Using the Spitzer Space Telescope, astronomers have found a planetary collision 100 light-years away, near a star that goes by the name of HD 172555. Evidently, an object the size of the Moon smashed into one the size of Mercury. NASA has an awesome animation of the event below:
According to the Bad Astronomy Blog at Discover.com, astronomers found the collision when they were looking at spectra from HD 172555. In addition to hydrogen, helium, and the other usual suspects, the spectra showed evidence of an unusually large amount of amorphous silica, as in glass. From blogger/astronomer Phil Plait:
Glass? From a star?
The most likely explanation is that the glass is in the form of tektites, which are blobs of glassy material that form when something big hits something else big. The silica gets fused into glass. But that means that there was a pretty big impact that must have happened at that star, and that in turn means that two planet-sized objects must have had a very bad day. This was supported by the detection of other chemicals consistent with the aftermath of a massive collision.

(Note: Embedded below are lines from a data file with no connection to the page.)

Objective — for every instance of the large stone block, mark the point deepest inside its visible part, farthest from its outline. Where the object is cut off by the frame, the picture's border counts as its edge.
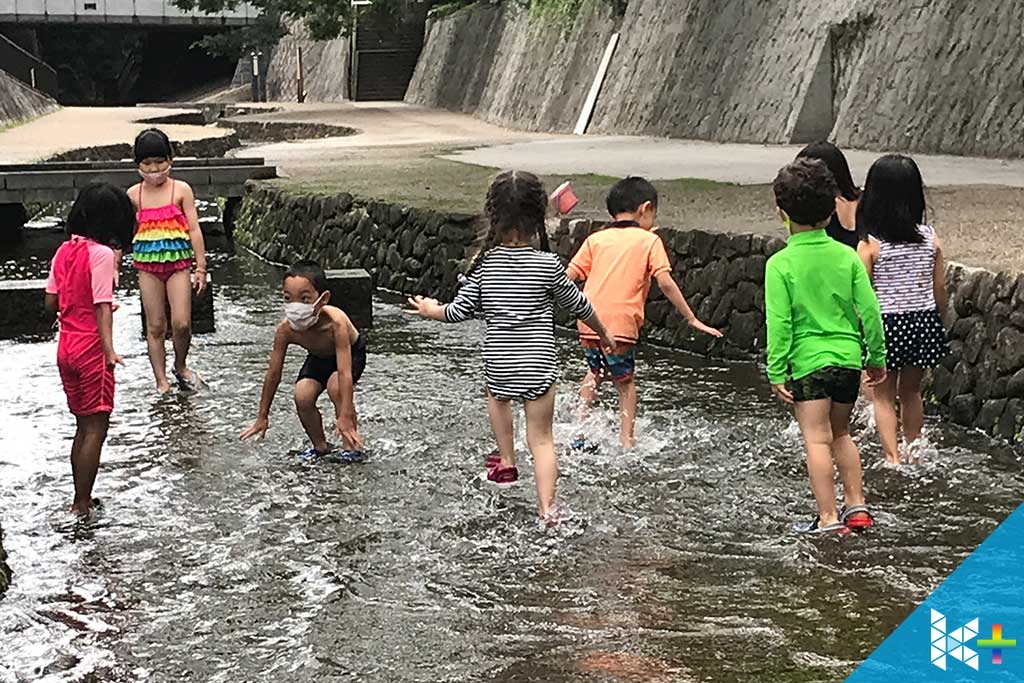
(22, 309)
(352, 291)
(203, 316)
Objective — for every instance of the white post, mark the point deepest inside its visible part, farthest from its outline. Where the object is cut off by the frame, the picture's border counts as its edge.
(595, 88)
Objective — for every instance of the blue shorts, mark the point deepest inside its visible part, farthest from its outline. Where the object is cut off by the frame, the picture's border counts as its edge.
(621, 367)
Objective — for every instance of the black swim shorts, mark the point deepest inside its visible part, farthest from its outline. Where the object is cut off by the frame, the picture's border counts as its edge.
(840, 384)
(321, 369)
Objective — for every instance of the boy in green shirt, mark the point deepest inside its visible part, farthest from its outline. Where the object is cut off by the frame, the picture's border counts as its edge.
(817, 299)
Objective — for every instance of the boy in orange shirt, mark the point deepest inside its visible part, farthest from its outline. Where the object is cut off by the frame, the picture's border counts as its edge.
(617, 264)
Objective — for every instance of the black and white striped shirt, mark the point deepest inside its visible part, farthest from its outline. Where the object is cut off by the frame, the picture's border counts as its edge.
(903, 274)
(515, 290)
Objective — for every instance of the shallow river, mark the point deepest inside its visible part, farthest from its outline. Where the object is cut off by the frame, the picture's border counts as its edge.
(215, 560)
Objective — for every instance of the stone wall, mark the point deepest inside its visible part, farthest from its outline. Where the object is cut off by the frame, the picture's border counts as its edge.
(879, 74)
(325, 68)
(19, 102)
(407, 250)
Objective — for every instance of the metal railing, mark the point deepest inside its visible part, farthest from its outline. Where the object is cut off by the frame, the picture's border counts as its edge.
(27, 68)
(118, 11)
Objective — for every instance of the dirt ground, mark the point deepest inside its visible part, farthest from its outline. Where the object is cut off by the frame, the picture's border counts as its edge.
(980, 225)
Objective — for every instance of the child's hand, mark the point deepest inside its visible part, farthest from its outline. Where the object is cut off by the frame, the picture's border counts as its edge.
(781, 393)
(347, 429)
(199, 281)
(609, 344)
(700, 327)
(425, 307)
(876, 376)
(258, 430)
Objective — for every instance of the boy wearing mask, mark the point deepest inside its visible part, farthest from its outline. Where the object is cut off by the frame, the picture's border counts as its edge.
(337, 356)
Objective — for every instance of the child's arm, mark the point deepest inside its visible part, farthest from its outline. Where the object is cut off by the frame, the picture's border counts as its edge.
(671, 290)
(463, 308)
(868, 253)
(104, 322)
(870, 319)
(195, 236)
(939, 278)
(778, 316)
(270, 383)
(346, 420)
(568, 297)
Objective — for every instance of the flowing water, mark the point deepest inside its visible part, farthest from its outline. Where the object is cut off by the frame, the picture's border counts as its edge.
(221, 561)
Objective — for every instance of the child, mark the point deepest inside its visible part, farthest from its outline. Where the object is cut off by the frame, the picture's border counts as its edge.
(619, 263)
(337, 356)
(817, 295)
(843, 226)
(81, 288)
(515, 287)
(168, 242)
(904, 259)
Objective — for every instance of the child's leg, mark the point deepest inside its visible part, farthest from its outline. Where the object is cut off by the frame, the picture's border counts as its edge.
(85, 463)
(334, 392)
(885, 417)
(306, 393)
(500, 413)
(911, 404)
(540, 415)
(813, 418)
(628, 411)
(179, 295)
(154, 297)
(846, 455)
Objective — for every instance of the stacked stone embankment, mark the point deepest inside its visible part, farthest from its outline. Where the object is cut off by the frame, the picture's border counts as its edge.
(876, 74)
(412, 251)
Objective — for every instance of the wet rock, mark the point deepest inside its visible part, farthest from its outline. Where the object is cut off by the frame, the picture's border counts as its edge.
(988, 416)
(963, 410)
(1010, 349)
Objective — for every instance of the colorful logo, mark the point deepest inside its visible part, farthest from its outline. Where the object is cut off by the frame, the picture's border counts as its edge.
(955, 643)
(996, 643)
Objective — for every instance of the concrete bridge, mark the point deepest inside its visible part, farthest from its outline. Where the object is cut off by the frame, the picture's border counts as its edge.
(135, 12)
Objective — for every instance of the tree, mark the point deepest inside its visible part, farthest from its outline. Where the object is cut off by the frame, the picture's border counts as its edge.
(324, 18)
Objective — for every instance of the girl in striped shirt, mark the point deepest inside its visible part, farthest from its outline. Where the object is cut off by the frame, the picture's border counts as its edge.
(903, 256)
(514, 287)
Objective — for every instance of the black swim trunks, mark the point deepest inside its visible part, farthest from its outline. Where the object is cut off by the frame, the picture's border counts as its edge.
(840, 384)
(321, 369)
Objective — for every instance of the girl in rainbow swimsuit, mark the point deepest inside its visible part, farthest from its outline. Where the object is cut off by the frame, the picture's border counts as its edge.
(167, 244)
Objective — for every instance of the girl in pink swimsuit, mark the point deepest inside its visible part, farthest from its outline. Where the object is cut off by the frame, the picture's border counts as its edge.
(168, 243)
(81, 289)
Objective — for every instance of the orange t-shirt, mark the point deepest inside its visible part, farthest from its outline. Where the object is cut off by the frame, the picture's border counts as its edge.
(617, 264)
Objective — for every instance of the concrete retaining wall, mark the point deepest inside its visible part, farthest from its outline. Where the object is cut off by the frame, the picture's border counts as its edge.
(879, 74)
(19, 102)
(407, 250)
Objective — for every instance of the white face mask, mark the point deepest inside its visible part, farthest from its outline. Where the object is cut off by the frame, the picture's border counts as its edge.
(301, 315)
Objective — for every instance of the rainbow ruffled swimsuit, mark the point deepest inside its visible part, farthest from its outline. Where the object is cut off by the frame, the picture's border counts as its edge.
(162, 245)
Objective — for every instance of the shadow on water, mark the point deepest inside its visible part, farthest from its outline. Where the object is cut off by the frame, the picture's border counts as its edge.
(215, 560)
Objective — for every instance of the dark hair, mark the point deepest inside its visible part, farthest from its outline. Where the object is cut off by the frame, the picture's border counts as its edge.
(629, 194)
(311, 271)
(836, 161)
(893, 205)
(516, 203)
(806, 191)
(153, 142)
(104, 214)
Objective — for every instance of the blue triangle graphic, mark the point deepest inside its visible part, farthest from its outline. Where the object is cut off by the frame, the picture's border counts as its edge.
(987, 586)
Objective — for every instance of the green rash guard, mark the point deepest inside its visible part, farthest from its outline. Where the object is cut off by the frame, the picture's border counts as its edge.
(817, 295)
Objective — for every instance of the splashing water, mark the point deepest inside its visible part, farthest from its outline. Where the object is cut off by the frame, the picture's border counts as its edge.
(216, 560)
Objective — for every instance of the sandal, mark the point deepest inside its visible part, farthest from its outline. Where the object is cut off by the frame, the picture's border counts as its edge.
(814, 527)
(856, 517)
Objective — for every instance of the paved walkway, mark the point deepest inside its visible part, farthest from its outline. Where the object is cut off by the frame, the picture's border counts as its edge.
(742, 164)
(76, 127)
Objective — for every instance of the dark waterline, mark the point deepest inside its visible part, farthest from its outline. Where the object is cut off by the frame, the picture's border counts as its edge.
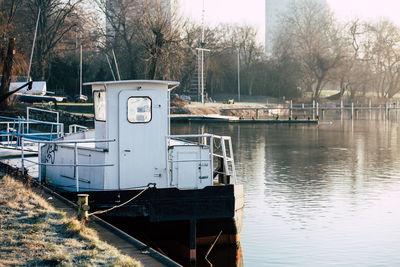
(323, 195)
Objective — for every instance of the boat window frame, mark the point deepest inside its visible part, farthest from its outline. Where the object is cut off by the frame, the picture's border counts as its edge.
(105, 105)
(151, 109)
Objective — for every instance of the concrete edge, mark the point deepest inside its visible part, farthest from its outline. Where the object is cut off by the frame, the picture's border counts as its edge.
(138, 244)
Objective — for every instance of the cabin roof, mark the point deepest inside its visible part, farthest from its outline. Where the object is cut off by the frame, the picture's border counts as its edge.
(133, 81)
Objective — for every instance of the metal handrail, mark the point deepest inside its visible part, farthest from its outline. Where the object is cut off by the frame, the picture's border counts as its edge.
(74, 127)
(19, 130)
(211, 138)
(76, 158)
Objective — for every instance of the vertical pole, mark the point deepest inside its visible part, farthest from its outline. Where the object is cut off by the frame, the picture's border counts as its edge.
(238, 74)
(80, 76)
(370, 108)
(109, 64)
(192, 242)
(8, 133)
(116, 64)
(352, 110)
(27, 118)
(386, 110)
(212, 157)
(22, 156)
(39, 164)
(313, 110)
(76, 167)
(83, 206)
(202, 76)
(33, 47)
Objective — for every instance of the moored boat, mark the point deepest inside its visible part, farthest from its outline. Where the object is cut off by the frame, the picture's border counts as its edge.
(131, 166)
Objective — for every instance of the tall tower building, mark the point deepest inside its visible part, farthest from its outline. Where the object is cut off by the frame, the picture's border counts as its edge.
(273, 10)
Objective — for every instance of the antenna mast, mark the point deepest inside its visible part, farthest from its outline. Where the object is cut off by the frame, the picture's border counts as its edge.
(201, 50)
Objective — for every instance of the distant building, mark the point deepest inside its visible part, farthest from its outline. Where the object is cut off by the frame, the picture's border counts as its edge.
(273, 10)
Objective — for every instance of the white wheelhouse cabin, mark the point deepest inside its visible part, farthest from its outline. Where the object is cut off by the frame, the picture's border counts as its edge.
(131, 147)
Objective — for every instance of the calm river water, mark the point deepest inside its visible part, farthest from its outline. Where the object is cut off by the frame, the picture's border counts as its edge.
(326, 195)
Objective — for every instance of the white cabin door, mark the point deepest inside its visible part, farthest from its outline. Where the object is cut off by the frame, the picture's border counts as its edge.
(142, 129)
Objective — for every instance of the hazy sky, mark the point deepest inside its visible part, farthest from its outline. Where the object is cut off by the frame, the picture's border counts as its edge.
(252, 11)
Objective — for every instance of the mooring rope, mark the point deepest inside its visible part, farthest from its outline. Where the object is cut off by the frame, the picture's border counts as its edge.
(120, 205)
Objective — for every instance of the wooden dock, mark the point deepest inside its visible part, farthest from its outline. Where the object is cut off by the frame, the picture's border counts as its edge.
(107, 232)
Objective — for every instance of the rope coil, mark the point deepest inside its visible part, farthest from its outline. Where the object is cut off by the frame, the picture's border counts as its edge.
(126, 202)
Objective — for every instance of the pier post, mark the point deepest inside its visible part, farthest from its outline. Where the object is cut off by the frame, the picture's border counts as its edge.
(370, 109)
(313, 110)
(83, 206)
(341, 109)
(22, 156)
(76, 175)
(192, 242)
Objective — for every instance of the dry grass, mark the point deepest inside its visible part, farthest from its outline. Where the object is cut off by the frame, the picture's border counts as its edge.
(33, 233)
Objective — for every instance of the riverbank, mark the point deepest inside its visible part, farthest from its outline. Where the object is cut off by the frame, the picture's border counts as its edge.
(33, 232)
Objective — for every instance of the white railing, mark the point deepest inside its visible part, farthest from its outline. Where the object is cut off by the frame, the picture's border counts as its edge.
(76, 163)
(28, 109)
(15, 128)
(210, 140)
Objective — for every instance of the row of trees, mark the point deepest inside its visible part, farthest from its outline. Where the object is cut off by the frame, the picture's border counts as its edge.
(357, 57)
(312, 51)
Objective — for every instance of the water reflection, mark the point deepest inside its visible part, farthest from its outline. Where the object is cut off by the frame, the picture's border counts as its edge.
(317, 195)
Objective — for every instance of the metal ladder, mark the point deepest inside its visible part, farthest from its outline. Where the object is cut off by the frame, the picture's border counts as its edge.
(228, 159)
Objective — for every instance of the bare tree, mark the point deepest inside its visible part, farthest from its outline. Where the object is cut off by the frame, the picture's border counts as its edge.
(57, 18)
(382, 50)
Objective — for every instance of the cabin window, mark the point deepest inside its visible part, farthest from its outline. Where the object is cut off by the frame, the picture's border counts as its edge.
(99, 100)
(139, 109)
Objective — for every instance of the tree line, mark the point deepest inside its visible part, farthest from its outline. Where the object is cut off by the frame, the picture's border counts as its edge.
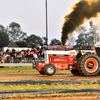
(13, 32)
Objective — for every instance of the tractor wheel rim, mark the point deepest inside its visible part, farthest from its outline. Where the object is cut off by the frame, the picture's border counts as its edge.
(91, 65)
(50, 70)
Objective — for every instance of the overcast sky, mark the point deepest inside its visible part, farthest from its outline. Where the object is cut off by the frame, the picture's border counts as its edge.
(30, 14)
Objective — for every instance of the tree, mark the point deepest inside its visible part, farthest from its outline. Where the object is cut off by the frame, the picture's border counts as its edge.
(82, 37)
(2, 28)
(44, 40)
(15, 32)
(37, 40)
(21, 43)
(55, 42)
(71, 39)
(4, 38)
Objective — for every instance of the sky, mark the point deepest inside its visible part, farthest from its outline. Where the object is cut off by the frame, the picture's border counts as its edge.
(31, 15)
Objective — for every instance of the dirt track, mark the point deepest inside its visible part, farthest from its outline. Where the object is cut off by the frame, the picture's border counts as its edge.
(14, 76)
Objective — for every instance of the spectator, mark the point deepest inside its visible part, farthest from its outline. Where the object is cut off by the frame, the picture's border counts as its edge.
(3, 59)
(33, 45)
(42, 55)
(39, 56)
(35, 56)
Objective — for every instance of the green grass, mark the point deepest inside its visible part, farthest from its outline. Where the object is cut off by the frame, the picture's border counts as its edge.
(45, 86)
(17, 69)
(54, 95)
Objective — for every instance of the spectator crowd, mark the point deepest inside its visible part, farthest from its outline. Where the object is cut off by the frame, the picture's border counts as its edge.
(13, 56)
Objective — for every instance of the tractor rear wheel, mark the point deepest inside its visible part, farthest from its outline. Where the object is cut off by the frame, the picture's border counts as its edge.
(89, 65)
(49, 69)
(75, 72)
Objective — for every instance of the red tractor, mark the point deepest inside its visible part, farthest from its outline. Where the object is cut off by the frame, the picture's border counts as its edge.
(83, 61)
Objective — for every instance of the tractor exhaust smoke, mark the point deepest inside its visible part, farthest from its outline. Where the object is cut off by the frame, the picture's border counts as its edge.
(82, 11)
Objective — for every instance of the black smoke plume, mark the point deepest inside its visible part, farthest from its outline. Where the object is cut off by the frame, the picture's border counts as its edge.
(82, 11)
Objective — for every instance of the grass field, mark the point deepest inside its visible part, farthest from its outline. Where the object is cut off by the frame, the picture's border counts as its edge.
(17, 69)
(45, 86)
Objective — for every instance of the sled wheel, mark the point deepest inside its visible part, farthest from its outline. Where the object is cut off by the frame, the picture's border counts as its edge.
(49, 69)
(88, 65)
(42, 72)
(75, 72)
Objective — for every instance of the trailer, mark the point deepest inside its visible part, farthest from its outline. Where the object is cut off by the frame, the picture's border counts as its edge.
(83, 61)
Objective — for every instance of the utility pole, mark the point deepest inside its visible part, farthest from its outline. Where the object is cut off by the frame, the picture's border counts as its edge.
(46, 24)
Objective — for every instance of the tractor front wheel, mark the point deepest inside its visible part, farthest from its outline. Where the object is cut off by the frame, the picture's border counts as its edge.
(42, 72)
(75, 72)
(49, 69)
(89, 65)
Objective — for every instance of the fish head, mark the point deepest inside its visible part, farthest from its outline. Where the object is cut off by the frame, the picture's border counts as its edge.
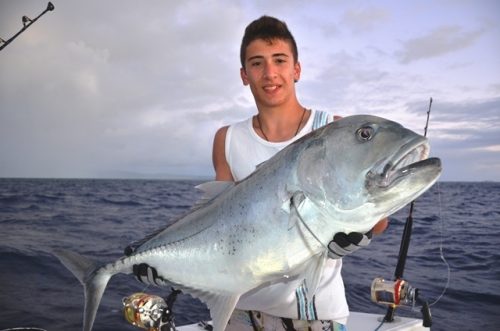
(366, 167)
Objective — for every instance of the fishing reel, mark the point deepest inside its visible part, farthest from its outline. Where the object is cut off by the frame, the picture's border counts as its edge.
(399, 293)
(150, 312)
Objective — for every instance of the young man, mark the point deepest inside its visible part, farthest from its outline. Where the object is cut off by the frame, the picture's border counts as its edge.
(270, 67)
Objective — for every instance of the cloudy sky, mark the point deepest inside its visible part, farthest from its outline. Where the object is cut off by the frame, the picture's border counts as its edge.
(138, 88)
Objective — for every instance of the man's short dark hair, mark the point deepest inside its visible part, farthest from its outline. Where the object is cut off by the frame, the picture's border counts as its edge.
(267, 28)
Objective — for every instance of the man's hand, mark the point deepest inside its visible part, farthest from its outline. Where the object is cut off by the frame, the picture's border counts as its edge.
(344, 244)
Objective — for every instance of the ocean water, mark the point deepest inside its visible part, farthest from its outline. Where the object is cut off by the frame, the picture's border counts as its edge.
(98, 218)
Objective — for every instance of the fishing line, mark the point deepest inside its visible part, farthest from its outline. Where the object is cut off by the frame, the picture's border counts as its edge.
(441, 254)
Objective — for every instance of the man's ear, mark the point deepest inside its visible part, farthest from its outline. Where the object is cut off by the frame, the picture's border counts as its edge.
(244, 77)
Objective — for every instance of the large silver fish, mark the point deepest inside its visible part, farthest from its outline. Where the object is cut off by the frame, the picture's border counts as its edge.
(274, 225)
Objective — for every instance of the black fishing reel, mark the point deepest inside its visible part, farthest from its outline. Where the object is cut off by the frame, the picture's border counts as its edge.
(399, 293)
(150, 312)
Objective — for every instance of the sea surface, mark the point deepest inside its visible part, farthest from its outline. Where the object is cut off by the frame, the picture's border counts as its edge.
(98, 218)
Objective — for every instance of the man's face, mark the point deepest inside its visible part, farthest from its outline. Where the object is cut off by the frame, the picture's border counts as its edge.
(270, 71)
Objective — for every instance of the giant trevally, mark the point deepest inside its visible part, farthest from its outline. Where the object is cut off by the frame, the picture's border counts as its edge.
(275, 225)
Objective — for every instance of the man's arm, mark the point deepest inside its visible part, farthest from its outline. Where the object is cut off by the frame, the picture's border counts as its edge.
(221, 167)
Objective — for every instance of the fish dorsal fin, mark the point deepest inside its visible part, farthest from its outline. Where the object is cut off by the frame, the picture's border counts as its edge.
(211, 190)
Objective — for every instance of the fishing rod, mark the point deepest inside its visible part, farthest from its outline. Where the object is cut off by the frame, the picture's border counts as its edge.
(26, 24)
(399, 291)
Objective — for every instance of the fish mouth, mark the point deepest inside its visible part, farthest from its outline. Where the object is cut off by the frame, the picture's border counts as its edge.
(409, 159)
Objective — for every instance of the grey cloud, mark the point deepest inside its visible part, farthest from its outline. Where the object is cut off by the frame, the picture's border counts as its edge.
(438, 42)
(364, 19)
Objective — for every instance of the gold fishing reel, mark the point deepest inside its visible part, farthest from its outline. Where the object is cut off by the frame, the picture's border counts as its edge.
(148, 312)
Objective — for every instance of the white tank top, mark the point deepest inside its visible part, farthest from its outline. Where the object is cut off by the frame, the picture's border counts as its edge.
(244, 150)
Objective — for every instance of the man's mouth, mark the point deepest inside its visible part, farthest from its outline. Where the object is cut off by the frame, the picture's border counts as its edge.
(271, 88)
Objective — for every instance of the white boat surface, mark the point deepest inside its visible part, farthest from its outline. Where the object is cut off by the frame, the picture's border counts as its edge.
(357, 322)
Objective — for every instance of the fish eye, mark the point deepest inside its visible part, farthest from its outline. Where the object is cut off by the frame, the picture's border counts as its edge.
(365, 133)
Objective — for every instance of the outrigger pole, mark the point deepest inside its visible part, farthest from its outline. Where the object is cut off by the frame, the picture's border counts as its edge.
(403, 251)
(26, 24)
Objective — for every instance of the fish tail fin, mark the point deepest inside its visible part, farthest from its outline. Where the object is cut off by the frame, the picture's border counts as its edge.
(93, 278)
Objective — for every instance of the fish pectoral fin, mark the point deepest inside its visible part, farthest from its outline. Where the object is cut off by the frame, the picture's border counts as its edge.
(221, 307)
(313, 275)
(292, 207)
(211, 190)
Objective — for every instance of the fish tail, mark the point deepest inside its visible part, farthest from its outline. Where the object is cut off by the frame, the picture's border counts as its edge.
(93, 278)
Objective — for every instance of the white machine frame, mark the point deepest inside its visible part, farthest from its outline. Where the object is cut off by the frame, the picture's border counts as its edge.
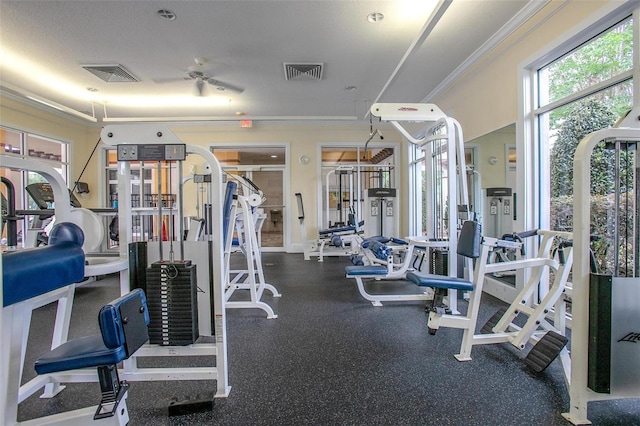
(244, 222)
(439, 127)
(153, 133)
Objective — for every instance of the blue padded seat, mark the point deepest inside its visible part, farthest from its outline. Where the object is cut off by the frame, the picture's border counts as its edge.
(439, 281)
(469, 243)
(229, 193)
(115, 343)
(331, 231)
(31, 272)
(378, 238)
(353, 270)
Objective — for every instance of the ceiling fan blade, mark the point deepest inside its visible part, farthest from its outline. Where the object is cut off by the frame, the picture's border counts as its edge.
(199, 86)
(222, 86)
(170, 80)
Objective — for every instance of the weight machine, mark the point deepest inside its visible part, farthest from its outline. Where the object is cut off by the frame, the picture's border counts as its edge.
(447, 195)
(244, 220)
(604, 361)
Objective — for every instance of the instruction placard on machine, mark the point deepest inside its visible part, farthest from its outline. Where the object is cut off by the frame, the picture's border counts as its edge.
(151, 152)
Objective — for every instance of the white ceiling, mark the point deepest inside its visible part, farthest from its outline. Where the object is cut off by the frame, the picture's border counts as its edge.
(403, 58)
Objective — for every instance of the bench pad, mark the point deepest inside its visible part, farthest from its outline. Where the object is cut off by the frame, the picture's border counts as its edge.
(439, 281)
(377, 270)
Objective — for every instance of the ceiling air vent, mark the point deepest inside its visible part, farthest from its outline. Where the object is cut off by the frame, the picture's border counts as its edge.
(111, 73)
(303, 71)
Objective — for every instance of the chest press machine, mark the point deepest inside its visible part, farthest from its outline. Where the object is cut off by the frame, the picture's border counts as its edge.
(442, 137)
(35, 276)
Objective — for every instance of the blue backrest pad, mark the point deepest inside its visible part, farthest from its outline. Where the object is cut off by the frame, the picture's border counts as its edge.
(129, 310)
(31, 272)
(470, 239)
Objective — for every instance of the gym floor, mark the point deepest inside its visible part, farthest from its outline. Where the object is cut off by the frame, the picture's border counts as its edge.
(331, 358)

The best fit to the data suggest that one object was planet-sized and the other Moon-sized, meaning the collision would have been at very high speed — several kilometers per second — and launched an unimaginable amount of material into space. Furthermore, it couldn’t have happened too long ago, or else the material would have dissipated and wouldn’t have been seen. It looks like this was a recent event, then, occurring maybe only a few thousand years ago!
I should note that while the animation is impressive, it’s somewhat misleading. Plait explains:
P.S. The animation above is cool, but not a perfect representation of what happened. For example, the shock wave ring travels around the planet as shown, but when the ring converges on the point opposite the collision point, there would be a huge explosion and a vast plume of material launched into space. No one ever puts that in their animations, and I think it would be very cool! I need to get people who create physics-based simulations to make one that’s accurate, so it can be used in situations like this.